Short-term spend has turned positive again, as can be seen in the chart below. This is the most volatile signal, and as such, is somewhat noisy, but it can be a good early warning indicator. If you look carefully over the last year, the time to get nervous is if the orange line (5 weeks) starts to slope downwards. If, however, spend remains pretty steady during a price correction, it tends to herald a breakout to the upside. Recent activity is encouraging in that regard.

The miners continue to emit a mood of quiet confidence. They have been selling a bit more aggressively of late, which might coincide with renewed clampdowns in China and a regulatory clampdown in India. This appears to have mainly passed, as can be seen below, where the blue line has gravitated back towards the equilibrium level of around 100%.

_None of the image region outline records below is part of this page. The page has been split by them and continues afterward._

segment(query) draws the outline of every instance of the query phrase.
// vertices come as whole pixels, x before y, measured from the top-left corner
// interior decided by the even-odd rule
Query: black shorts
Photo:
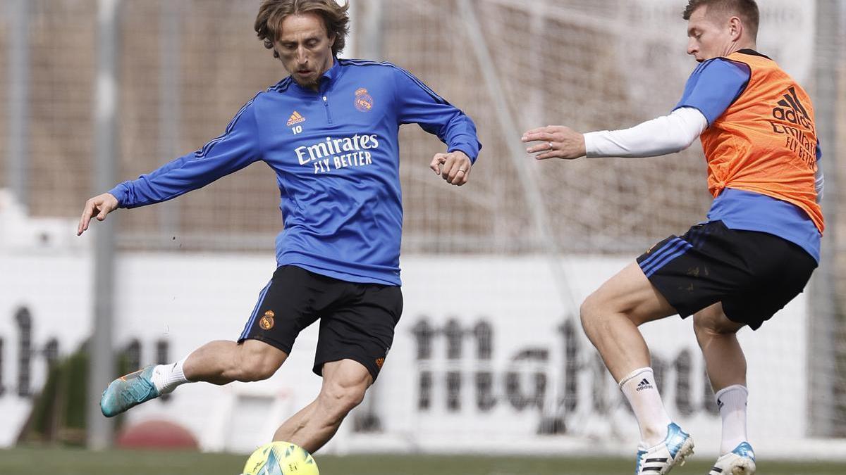
[[[799,295],[817,265],[789,241],[720,221],[670,236],[637,262],[682,318],[722,302],[729,319],[752,330]]]
[[[402,313],[398,287],[348,282],[283,265],[261,290],[238,341],[259,340],[291,354],[299,332],[320,319],[313,371],[321,376],[323,363],[352,359],[376,380]]]

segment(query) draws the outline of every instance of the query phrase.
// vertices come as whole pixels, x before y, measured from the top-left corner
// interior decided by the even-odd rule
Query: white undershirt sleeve
[[[682,107],[631,128],[589,132],[585,134],[585,148],[589,157],[657,156],[689,147],[707,128],[702,112]]]

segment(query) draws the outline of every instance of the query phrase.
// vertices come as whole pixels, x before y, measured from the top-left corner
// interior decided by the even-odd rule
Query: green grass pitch
[[[711,460],[696,457],[673,475],[704,475]],[[316,457],[321,475],[620,475],[634,472],[632,460],[563,457],[442,456],[323,456]],[[246,456],[182,451],[16,448],[0,450],[3,475],[236,475]],[[843,475],[846,462],[758,461],[766,475]]]

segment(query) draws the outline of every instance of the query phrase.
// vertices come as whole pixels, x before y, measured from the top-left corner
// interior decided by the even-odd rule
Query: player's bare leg
[[[650,364],[649,348],[637,327],[675,313],[637,263],[602,284],[580,309],[585,333],[618,382]]]
[[[746,435],[746,358],[738,342],[743,325],[731,321],[716,303],[694,315],[696,341],[722,419],[720,457],[712,474],[752,475],[755,452]]]
[[[277,429],[273,440],[285,440],[314,453],[332,439],[341,422],[364,400],[373,377],[351,359],[323,365],[323,385],[317,399]]]
[[[676,313],[632,263],[593,292],[580,308],[582,326],[629,400],[640,429],[635,473],[668,472],[693,453],[693,440],[670,420],[638,326]]]
[[[100,408],[111,418],[185,383],[266,379],[287,358],[282,350],[258,340],[212,341],[173,364],[150,365],[112,381],[100,399]]]
[[[722,303],[715,303],[693,316],[694,332],[715,393],[734,385],[746,385],[746,358],[736,335],[743,327],[728,319],[722,313]]]
[[[233,381],[261,381],[272,376],[288,354],[264,341],[245,340],[212,341],[195,350],[185,359],[184,371],[189,381],[227,385]]]

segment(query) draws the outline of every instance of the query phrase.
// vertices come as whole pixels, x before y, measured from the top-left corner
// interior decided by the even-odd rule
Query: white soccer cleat
[[[717,459],[708,475],[754,475],[755,452],[749,442],[741,442],[734,450]]]
[[[667,426],[667,438],[654,447],[637,452],[634,475],[664,475],[693,455],[693,439],[675,423]]]

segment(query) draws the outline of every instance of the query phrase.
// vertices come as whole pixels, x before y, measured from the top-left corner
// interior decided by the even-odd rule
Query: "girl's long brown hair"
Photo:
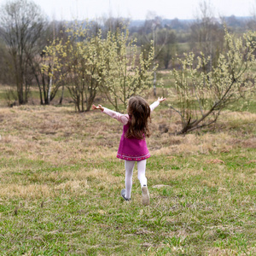
[[[148,120],[150,121],[150,108],[148,102],[140,96],[132,96],[128,102],[128,114],[131,115],[126,137],[135,137],[143,139],[149,137]]]

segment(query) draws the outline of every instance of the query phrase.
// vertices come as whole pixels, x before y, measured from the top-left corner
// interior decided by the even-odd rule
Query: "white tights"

One chart that provides a high level of comfort, and one we haven’t shown for a while, looks at the 1-week rolling NVT (effectively bitcoin’s price to sales ratio) against the 1-year historic median. This shows us where bitcoin is trading against its own (recent) history. We postulated a couple of months ago that bitcoin could be justified in re-rating on account of

a) reduced reliance on China for both mining and trading, and

b) greater size, greater liquidity and more institutional adoption.

The chart shows us that bitcoin has very largely normalised against its more recent trading history. It’s not a nailed-on certainty from here, but over the last year, it’s generally worked out well if one has accumulated when the red line goes into negative territory.